Butternut Squash Stuffing
12 cups (1/2” cubes) sourdough bread (from 1 pound loaf)
8 oz. bacon, cut crosswise into 1/2” pieces
1 butternut squash (about 2 pounds), peeled, seeded, and cut into 1/2” chunks
2 stalks celery, chopped
8 oz. shallots (about 4 large), finely chopped (about 1 1/2 cups)
2 Tbsp. chopped fresh sage leaves
Salt and ground black pepper
3 cups chicken broth
1. Preheat oven to 325°F. Divide bread between two 15 1/2” by 10 1/2” jelly roll pans or large cookie sheets. Place pans on 2 oven racks and toast bread 30 to 35 minutes or until golden, stirring bread and rotating pans between upper and lower racks halfway through toasting.

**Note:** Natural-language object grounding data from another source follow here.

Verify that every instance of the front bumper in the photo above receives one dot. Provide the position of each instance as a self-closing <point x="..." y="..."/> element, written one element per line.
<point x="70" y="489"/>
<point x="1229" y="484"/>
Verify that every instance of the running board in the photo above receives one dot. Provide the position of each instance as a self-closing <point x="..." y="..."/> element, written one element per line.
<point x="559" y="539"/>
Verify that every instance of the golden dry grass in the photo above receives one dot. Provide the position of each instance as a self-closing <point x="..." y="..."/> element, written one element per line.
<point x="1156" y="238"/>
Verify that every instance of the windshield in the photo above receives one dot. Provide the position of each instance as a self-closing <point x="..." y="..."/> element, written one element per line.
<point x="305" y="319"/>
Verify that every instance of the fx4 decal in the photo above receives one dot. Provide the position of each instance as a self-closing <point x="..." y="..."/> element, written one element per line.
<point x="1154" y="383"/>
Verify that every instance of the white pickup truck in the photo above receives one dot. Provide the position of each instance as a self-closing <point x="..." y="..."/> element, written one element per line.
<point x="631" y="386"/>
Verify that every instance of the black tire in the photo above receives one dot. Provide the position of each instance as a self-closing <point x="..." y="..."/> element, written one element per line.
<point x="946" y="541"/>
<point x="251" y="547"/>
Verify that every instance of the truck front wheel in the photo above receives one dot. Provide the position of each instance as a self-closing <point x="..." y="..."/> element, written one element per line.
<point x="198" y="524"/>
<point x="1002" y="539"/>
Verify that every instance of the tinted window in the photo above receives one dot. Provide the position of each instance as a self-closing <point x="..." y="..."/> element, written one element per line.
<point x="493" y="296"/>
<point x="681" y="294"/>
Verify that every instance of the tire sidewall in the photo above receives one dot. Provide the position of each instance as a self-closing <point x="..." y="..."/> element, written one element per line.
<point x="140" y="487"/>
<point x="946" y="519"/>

Cool bread in pans on wire racks.
2. Meanwhile, in nonstick 12” skillet, cook bacon over medium heat 15 to 20 minutes or until browned, stirring occasionally. With slotted spoon, transfer bacon to a very large bowl.
3. Remove all but 3 tablespoons bacon fat from skillet. Add butternut squash, celery, and shallots, and cook over medium heat 15 minutes or until vegetables are tender and shallots are lightly browned, stirring frequently. Remove skillet from heat; stir in sage, 1/4 tsp. salt and 1/4 tsp. pepper.
4. To bowl with bacon, add bread and broth; toss and mix well. Add vegetable mixture and toss.
5. Use squash mixture to stuff 12 to 16 pound turkey, or spoon into a greased 13” by 9” glass baking dish. Cover baking dish with foil and bake in preheated 325°F oven for 20 minutes. Remove foil and stir stuffing. Bake 25 minutes longer or until heated through and lightly browned on top.
Note: Bread can be toasted up to a week ahead and stored in plastic bags. Steps 2 through 4 can be made up to 2 day ahead. Spoon mixture into a greased dish, cover with foil and refrigerate. When ready to heat, bake at 325° F for 35 minutes covered and then 35 minutes uncovered.